And there are women who let themselves get ugly (From the Philosophy series for those who don't care about philosophy)
- eliana mattar
- Feb 12
- 2 min read
Marcia de Vasconcellos Camargo
Janeiro 2024 I wonder: why is there such a recurring scene among women in the context of some relationships - an aura of sadness, an erase, the careless aspect, overweight, a sad expression of no smile, a smileless forever.
What in the lives of these women impregnates them with a sad figure?

Women see each other, most of them, through the eyes of the man. This look frames and paints the portrait that the woman recognizes as her portrait.
We have learned in such a way to value man's gaze on us that he assumes the power to define ourselves.
The training to please men, to care for and emotionally sustain relationships is a fundamental part of the foundation of gender relations.
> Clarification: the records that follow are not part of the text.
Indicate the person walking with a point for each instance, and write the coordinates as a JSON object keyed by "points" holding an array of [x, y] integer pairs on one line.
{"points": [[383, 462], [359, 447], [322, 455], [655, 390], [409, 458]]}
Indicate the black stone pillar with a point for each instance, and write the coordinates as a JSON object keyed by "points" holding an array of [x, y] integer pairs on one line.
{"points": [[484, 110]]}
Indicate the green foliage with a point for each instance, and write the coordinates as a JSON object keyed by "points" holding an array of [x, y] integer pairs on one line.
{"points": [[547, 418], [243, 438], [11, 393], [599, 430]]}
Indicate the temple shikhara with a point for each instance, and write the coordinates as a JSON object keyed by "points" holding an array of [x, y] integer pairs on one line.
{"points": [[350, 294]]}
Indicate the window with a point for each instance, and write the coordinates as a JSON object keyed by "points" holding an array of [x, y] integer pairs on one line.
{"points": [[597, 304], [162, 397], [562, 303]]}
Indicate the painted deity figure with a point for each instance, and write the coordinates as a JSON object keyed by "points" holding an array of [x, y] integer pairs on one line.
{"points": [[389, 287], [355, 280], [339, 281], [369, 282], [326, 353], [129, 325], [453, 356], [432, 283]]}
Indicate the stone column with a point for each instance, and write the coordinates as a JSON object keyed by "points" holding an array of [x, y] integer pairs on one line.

Mirroring herself in the eyes of the other, expecting confirmation and recognition from the other, delegates to the other the ability to shape us - the constant and exacerbated criticism, the behave, you are no longer fifteen years old, the " shut up”", the “"will look at you in the mirror”"... negligence and indelicacity, the "is not yes”", the “"you do not need it”, to determine limits, the Sex without eroticism, bad sex, or none, nullifying the expression of your libido, become more than negative interactions. This constantly repressive and limiting look becomes the way in which we begin to see ourselves, introjecting in the emotional and psychic sphere this image from the outside, an image that becomes how we see ourselves.
This power of the male normative look extends and enters society, often generates social norms, said and interdicted reproduced by women themselves.
Do not let yourself be enrowned by the look of the other, do not let yourself be shaped by the social norms that build walls between themselves and your desires, your abilities, your emotions.
The look that disfigures and enfores is not yours, it is of the other, it is part of the interests and experiences of the other. Have the courage to question, resist, conflict and, when necessary, break with the look that makes you ugly.
There are looks that beautify. Look for the look that beautifies you. Rescue your own look on yourself, be an accomplice when you have to be an accomplice, set limits when you should.
Take back the power to self-define, look at yourself from the inside out, get to know yourself, beautify yourself!